TWENTY YEARS AFTER REUNIFICATION, material remnants of GDR political identity can still be found at the very center of the communal fabric of most East German towns and villages. Among these relics, the most common type of GDR monument, the so-called OdF-Denkmal dedicated to the “Opfer des Faschismus” (the victims of fascism), has received little attention from historians. This is perhaps a result of the limited artistic scope of these monuments. However, as a genre they are of great importance for understanding how a specifically GDR cultural heritage came to be formed.
First appearing after 1945 and rooted in the idea of mourning the fallen, the OdF monument developed into a much more specific political symbol that came to typify a condensed self-expression of GDR political identity. In essence, these monuments — studies in formal reduction — embody the origins of Soviet political legitimacy in East Germany and later that of the SED itself. The prototypical OdF monument reaches a height of only 1.5 to 2m, but its concentrated cubelike structure lends it a simple and reduced monumentality. Most of these monuments consist of a simple large slab of stone or a cube of concrete which acts a base for a shallow and wide fire-pan. Mounted on the base, or on an adjacent plaque, a dedication reads “Den Opfern des Faschismus,” sometimes accompanied by socialist symbols or further dedicatory texts. Almost every community in the early GDR erected one of these OdF monuments at the centre of its public space. If funding was very limited, at the very least a plaque with the dedication was mounted in a prominent public position.

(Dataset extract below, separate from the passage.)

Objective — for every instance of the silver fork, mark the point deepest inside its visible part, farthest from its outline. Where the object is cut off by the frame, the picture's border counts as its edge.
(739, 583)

The OdF monument occupied a central position in the cultural politics of the GDR, and continues to be of significance in reunified Germany. While most of the spectacular monumental statues of Lenin, or indeed other large-scale political monuments from the time of the GDR, have been destroyed, de-activated or de-contextualized as exhibits of municipal museums, and while media coverage has suggested a thorough iconoclasm of socialist imagery after 1989, a vast number of the lesser known OdF monuments remain in situ today, as do the majority of other small-scale political monuments from the GDR.